1. National Treasure: Book of Secrets - $20.225 million
After learning that National Treasure had topped the domestic box office for a third consecutive weekend, we found ourselves wondering how Nicolas Cage has convinced moviegoers to put aside their apprehensions about the film's intellectually challenging material (we know how we seize up each time we're forced to think about the brain-seizing nightmare that was our fifth-grade American history class) and continue to turn out in such staggering numbers. In search of an answer, we turned to the Oracle of the YouTubes for guidance, who immediately unlocked the mystery of Cage's blockbuster appeal:

2. I Am Legend - $16.3 million
3. Juno - $16.225 million
4. Alvin and the Chipmunks - $16 million
Stop the presses! We have a box office estimates controversy! According to the LAT, executives at other studios are "privately" questioning Warner Bros.' possibly optimistic projection for Legend's weekend tally. We suppose we'll have to wait for the final numbers to see if these quiet accusations are borne out, but the preliminary figures are close enough that a Fox Searchlight executive anticipating a leap into second place has probably already greenlit a new Juno TV spot, featuring the film's hyperverbal, knocked-up protagonist flipping open her burger phone to brag to her chicken-legged baby-daddy, "Hey, Bleeks? You wanna go see Big Willy Style and his German shepherd get chased around by some zombies?

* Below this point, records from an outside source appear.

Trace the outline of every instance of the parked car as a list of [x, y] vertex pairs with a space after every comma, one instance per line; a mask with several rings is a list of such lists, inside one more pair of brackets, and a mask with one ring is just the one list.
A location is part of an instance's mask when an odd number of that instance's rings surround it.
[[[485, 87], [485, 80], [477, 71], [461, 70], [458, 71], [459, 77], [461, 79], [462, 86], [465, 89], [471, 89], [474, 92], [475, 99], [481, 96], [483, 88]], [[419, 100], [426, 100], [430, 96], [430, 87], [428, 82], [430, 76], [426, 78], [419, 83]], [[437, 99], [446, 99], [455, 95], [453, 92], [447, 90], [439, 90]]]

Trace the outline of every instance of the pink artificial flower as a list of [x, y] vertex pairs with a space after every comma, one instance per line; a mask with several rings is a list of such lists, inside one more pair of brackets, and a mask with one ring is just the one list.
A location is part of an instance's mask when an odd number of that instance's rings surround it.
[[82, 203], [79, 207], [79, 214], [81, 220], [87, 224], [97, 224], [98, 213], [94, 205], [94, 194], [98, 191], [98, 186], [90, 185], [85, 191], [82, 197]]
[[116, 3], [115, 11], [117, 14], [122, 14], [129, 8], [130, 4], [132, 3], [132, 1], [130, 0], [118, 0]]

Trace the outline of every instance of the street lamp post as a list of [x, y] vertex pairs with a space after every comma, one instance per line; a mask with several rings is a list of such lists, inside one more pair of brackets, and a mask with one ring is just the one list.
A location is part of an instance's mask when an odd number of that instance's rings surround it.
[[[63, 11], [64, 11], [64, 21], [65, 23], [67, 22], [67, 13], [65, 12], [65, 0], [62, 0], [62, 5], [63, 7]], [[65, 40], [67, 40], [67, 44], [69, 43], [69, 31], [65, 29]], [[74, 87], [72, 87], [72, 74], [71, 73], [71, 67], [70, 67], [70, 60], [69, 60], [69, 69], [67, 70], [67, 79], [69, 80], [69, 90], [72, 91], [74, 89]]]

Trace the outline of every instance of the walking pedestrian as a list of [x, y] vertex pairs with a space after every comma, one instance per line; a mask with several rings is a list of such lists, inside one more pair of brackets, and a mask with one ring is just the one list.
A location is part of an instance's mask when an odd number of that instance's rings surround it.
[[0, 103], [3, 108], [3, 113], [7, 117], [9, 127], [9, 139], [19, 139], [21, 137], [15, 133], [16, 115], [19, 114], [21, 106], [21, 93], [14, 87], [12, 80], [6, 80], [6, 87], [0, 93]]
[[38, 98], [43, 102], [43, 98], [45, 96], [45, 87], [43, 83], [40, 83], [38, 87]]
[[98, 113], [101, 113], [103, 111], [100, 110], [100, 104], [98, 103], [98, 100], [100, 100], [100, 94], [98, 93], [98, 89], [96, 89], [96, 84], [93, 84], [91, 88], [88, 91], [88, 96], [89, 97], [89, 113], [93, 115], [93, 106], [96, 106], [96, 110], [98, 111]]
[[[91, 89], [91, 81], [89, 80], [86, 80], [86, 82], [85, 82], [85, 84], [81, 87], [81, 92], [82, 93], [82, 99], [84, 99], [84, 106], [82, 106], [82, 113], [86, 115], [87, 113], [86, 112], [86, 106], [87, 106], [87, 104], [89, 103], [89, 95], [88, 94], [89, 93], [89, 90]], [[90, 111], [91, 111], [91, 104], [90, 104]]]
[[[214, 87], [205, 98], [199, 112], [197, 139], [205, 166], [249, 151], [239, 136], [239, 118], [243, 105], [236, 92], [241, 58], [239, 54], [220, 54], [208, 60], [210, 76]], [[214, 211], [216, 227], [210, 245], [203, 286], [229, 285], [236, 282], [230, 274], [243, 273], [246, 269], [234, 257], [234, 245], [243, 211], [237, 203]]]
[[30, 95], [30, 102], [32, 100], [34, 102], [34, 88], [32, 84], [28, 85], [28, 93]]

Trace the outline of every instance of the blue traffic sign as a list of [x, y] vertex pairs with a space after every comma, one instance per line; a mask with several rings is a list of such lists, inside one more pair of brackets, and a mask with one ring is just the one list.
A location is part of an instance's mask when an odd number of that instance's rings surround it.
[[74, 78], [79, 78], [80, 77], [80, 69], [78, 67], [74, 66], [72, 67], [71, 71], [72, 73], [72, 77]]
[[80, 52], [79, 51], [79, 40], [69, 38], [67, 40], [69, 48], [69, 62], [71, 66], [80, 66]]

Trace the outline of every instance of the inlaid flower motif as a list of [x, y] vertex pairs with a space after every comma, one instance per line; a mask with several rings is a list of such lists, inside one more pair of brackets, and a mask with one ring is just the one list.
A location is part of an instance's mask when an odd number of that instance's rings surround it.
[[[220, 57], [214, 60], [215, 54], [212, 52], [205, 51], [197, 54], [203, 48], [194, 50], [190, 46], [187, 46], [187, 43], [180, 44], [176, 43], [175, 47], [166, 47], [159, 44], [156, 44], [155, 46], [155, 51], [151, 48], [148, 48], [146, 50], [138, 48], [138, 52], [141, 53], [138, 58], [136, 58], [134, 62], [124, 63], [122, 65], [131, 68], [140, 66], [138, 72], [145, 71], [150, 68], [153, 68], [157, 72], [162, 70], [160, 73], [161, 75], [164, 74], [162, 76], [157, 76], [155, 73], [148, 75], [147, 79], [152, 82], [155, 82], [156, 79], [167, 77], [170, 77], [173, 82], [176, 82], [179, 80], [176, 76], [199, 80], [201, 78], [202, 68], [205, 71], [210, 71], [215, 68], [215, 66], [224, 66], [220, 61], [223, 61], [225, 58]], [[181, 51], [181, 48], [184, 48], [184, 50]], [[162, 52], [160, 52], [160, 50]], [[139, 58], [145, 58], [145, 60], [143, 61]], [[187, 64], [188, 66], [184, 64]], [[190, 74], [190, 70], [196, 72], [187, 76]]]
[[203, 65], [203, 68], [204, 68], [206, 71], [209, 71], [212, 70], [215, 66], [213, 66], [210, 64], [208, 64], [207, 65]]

No? Yeah, no one else in America does anymore, either. Our movie totally punched his movie in the weiner."

5. One Missed Call - $13.525 million
The modest opening weekend success of fatal-voicemail flick One Missed Call was probably good enough to push follow-up Ringtone into immediate production, in which a number of teens mysteriously begin to die five days after hearing Rhianna's "Umbrella" playing on their pink Razrs.